I think that I could have predicted most of my feelings. Most of my experiences. Care-taking is not new to humanity. In fact, all of us will either die unexpectedly, give care, or be taken care of (or all of the above.) That’s pretty much the options. Which makes care-taking a nearly universal human experience. Not to mention, if you were ever a baby, you were cared for. I think that about covers it.
But this feeling isn’t one that I know how to contend with. It’s almost unidentifiable for me. Just an empty, unbelonging. By the way, I only try to write about this season because I want to remember it. I have belonged and I will belong again. The again will be sweeter because the unbelonging is recognized and real. I suppose there’s a similar emotion to empty-nesters. A recalibration of relationships. And this wouldn’t be so hard if the past wouldn’t have been so satisfying. There was never a moment of our marriage that I felt empty, displaced, or unseen. Now, I embody them.

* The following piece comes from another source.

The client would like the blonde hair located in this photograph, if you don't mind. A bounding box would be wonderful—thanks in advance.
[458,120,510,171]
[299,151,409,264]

My life is not absent of love and attentiveness. I am surrounded by family, friends, those who minister and need ministry. Yet, lately, this unbelonging echo chamber stifles any contentedness of companionship that tries to reinforce kinship. It’s odd to know one thing and to feel another. To logic one, and emote the opposite.
In some ways it’s less about loneliness and more about discovering a new identity. I lay in the beds with my kids at night and talk about love. I sit at the dinner table with my family and inhale life. I share meals, conversations, board games, concerts, car rides, movies, ministry, and being. This dis-ease is confusing. I am not alone. Just lonely.